Ambra incident
July 2023: Ambra service degradation on Web Services
Ambra experienced a minor incident on July 6, 2023 affecting Web Services and Image Processing and 1 more component, lasting 51m. The incident has been resolved; the full update timeline is below.
Affected components
Update timeline
- investigating Jul 06, 2023, 04:56 PM UTC
Our Engineering teams are actively investigating and working to identify the root cause. We understand the urgency and we appreciate your patience as we work to address the issue.
- investigating Jul 06, 2023, 05:32 PM UTC
Our engineering teams have not yet identified the root cause. To mitigate the issue we have restarted transcoding nodes and we are seeing improved viewing speeds. We continue to investigate the issue.
- investigating Jul 06, 2023, 05:46 PM UTC
We are continuing to investigate this issue.
- resolved Jul 06, 2023, 05:47 PM UTC
The incident has been resolved and service is back to normal levels. Our team will be conducting a root cause analysis and sharing as soon as possible. We will continue to monitor the situation to ensure there are no further issues.

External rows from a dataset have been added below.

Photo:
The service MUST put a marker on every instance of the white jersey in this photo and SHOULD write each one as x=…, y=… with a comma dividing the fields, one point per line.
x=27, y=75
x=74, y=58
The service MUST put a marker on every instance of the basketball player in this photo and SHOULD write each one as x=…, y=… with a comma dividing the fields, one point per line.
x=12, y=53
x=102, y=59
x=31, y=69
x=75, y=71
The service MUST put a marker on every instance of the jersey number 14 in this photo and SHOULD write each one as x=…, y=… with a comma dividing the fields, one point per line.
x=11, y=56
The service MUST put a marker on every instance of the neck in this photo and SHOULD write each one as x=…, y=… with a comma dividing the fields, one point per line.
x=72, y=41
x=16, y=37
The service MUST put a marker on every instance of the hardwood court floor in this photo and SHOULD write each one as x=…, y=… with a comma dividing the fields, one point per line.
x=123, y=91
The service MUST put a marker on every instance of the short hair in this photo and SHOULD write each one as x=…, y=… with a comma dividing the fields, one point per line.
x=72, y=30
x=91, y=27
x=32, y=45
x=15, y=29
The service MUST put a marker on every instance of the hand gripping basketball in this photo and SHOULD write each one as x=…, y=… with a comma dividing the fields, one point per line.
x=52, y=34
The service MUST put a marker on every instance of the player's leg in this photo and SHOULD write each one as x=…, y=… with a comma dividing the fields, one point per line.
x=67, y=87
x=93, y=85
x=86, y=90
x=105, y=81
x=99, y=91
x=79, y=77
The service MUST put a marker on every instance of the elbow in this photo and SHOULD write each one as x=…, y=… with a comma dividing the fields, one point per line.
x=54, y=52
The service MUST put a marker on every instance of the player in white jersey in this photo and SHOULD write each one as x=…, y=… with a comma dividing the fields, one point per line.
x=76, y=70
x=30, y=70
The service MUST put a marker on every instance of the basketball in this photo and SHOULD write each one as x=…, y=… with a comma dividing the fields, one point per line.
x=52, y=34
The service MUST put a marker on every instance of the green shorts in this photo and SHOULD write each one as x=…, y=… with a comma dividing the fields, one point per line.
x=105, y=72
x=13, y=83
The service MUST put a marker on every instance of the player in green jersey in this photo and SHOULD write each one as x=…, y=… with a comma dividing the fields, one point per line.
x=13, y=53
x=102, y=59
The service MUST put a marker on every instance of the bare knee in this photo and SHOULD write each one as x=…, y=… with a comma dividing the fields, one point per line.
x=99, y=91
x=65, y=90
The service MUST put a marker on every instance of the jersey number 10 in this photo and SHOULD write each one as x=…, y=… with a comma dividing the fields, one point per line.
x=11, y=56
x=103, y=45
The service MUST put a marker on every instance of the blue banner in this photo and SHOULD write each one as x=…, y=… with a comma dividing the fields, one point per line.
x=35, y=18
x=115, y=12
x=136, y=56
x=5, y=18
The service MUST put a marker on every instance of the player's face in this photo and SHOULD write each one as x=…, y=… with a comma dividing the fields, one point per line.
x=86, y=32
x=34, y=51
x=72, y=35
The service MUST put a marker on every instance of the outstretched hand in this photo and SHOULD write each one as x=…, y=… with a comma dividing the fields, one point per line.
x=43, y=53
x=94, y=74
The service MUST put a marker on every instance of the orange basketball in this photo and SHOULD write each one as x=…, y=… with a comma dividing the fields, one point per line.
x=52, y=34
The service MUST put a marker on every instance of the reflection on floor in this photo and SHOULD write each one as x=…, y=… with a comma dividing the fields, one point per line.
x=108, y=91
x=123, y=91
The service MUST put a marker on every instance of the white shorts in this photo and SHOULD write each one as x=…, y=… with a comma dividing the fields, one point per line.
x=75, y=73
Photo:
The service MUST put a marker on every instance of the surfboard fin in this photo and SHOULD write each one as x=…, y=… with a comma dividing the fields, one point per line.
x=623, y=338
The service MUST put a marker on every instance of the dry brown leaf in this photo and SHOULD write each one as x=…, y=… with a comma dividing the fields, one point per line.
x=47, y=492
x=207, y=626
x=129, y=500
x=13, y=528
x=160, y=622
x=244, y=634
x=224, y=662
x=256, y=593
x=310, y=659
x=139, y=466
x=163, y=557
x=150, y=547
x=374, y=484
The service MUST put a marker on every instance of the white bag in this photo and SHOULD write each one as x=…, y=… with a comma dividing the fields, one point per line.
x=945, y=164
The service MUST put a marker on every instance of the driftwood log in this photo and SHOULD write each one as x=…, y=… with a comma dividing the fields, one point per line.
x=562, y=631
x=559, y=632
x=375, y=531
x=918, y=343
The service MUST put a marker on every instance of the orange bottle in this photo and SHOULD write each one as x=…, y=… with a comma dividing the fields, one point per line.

- postmortem Jul 07, 2023, 10:37 PM UTC
Several complex studies were being viewed at once, causing Ambra's transcoding servers to become overloaded and leading to response times up to 10-20 times as long as normal. These slow response times caused users to refresh web pages or repeat their requests, further overloading the servers. Due to thread pooling and other shared resources, these slow transcoding responses also caused delays in some storage requests that did not require transcoding. To mitigate the immediate issue, Ambra engineers restarted all transcoding services to clear any hung processes or threads. They also deployed additional transcoding nodes in order to better handle spikes in transcoding activity. We have identified some of the studies which caused transcoding slowdowns, and our development team will investigate ways to improve performance for these types of study.